Cities across the world are undergoing a demographic transition toward older populations, and the world is increasingly becoming more urban. Countries in the East Asia and Pacific (EAP) region have been experiencing a faster aging rate compared to other regions, with countries like China, Singapore, Thailand, and Vietnam projected to transition from aging to an aged society in 25, 22, 22, and 19 years, respectively. Along with technological advancement and frequent shocks from health and climate emergencies, the megatrend of aging in urban areas poses challenges and opportunities for cities to prepare for an older urban age and become “age-ready.”

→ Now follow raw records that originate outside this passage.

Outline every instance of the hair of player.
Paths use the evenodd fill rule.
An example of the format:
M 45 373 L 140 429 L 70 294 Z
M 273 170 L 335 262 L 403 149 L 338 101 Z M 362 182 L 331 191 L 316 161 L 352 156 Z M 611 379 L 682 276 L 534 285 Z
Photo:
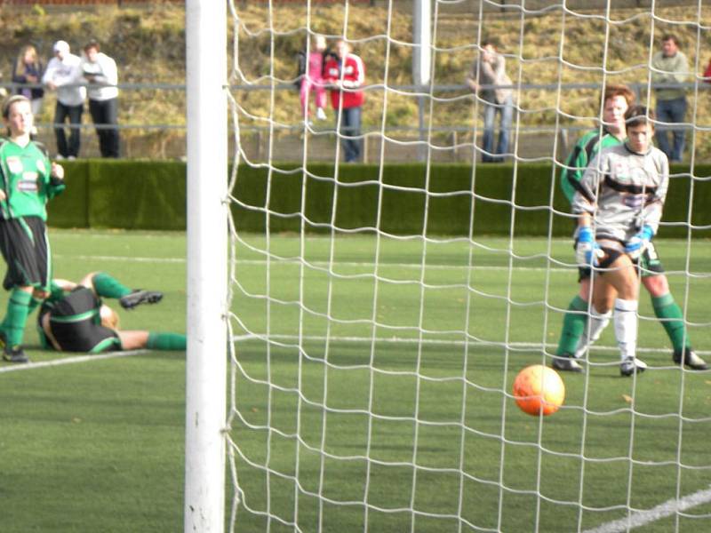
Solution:
M 101 304 L 99 309 L 99 315 L 101 317 L 101 325 L 109 330 L 118 330 L 119 318 L 116 311 L 106 304 Z
M 627 128 L 635 128 L 648 123 L 654 123 L 654 111 L 646 106 L 632 106 L 625 113 L 625 125 Z
M 10 107 L 12 106 L 15 102 L 28 102 L 29 103 L 29 99 L 27 96 L 23 96 L 21 94 L 13 94 L 3 103 L 3 118 L 7 120 L 10 118 Z
M 661 42 L 666 43 L 667 41 L 674 41 L 674 44 L 676 46 L 679 46 L 679 37 L 677 37 L 675 34 L 664 34 L 661 36 Z
M 604 105 L 604 102 L 611 99 L 621 96 L 627 102 L 627 107 L 629 107 L 636 99 L 636 96 L 632 89 L 623 84 L 611 84 L 605 85 L 603 96 L 604 98 L 603 99 L 603 105 Z
M 84 51 L 89 52 L 92 49 L 96 50 L 96 52 L 101 52 L 101 45 L 99 44 L 99 41 L 96 39 L 92 39 L 86 44 L 84 45 Z

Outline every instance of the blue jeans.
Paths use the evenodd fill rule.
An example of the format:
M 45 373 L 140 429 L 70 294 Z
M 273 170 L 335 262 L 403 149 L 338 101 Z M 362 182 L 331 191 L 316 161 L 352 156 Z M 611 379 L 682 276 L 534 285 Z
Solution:
M 57 152 L 62 157 L 79 156 L 79 147 L 82 143 L 82 114 L 84 104 L 78 106 L 65 106 L 57 101 L 54 109 L 54 136 L 57 138 Z M 69 119 L 69 142 L 64 132 L 64 121 Z
M 683 123 L 686 115 L 686 98 L 675 98 L 670 100 L 657 100 L 657 120 L 659 123 Z M 669 139 L 667 131 L 670 128 L 664 124 L 657 124 L 657 132 L 654 137 L 657 139 L 657 146 L 667 154 L 669 161 L 681 161 L 683 153 L 684 131 L 671 130 L 674 137 L 674 147 L 669 147 Z
M 89 112 L 94 124 L 116 126 L 118 123 L 118 99 L 93 100 L 89 99 Z M 97 128 L 101 157 L 118 157 L 118 128 Z
M 499 113 L 500 122 L 499 124 L 499 144 L 494 151 L 494 120 Z M 504 160 L 503 155 L 508 152 L 508 139 L 511 132 L 511 123 L 514 120 L 514 99 L 507 97 L 502 103 L 487 102 L 483 107 L 483 153 L 482 162 L 499 163 Z
M 361 158 L 361 139 L 354 139 L 361 134 L 361 108 L 340 109 L 340 134 L 346 163 L 356 163 Z

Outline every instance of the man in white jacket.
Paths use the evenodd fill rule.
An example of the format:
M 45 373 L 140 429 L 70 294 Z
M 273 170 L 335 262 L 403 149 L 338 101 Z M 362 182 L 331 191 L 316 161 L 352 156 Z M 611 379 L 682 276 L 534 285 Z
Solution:
M 82 71 L 89 83 L 89 112 L 96 126 L 101 157 L 119 156 L 118 71 L 116 62 L 101 52 L 99 43 L 84 47 Z
M 66 41 L 57 41 L 53 47 L 54 57 L 47 64 L 42 83 L 50 91 L 57 91 L 57 107 L 54 111 L 54 135 L 57 138 L 57 159 L 76 159 L 79 155 L 82 139 L 82 114 L 86 89 L 81 86 L 82 77 L 79 56 L 69 52 Z M 69 141 L 64 132 L 64 123 L 69 119 Z

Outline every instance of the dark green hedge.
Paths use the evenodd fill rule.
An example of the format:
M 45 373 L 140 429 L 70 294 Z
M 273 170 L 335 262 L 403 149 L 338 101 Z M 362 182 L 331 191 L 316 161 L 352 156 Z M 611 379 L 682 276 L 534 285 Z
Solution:
M 56 227 L 184 229 L 186 167 L 178 162 L 77 161 L 50 207 Z M 674 166 L 662 236 L 711 236 L 711 165 Z M 243 230 L 378 228 L 395 235 L 570 235 L 568 203 L 550 164 L 294 164 L 239 168 L 233 214 Z M 699 178 L 700 177 L 700 179 Z M 204 177 L 209 187 L 211 176 Z M 548 209 L 553 202 L 554 210 Z M 514 206 L 515 208 L 514 209 Z M 303 213 L 303 214 L 302 214 Z M 473 221 L 473 224 L 472 224 Z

Building on the World Bank global report “Silver Hues: Building Age-Ready Cities,” the EAP Regional Paper summarizes key analysis, insights, and findings tailored for audiences in the EAP region. It provides recommendations in six key areas: universal design, housing solutions, multigenerational spaces, physical mobility, technology, and efficient spatial forms. Age-ready cities are beneficial for all residents, regardless of their age, and are adaptive to the changing needs, productive in creating incentives and attracting investment and innovation, and inclusive of older persons. While the experiences of aging in countries across the EAP region are diverse and creating age-ready cities requires context-specific approaches, countries in the region offer valuable examples and best practices that can inform government efforts.
This event marks the launch of “Silver Hues: Building Age-Ready Cities EAP Regional Paper,” presenting the need for and intrinsic values of age-readiness measures as cities across the EAP are aging rapidly. It will also highlight the complexity of aging in urban environments and how cities in the EAP are responding to challenges posed by aging and urbanization. Bringing in expertise from academia and practitioners in China, a panel discussion will round off the event, showcasing how cities in China are advancing age-readiness through planning and the design of the built environment.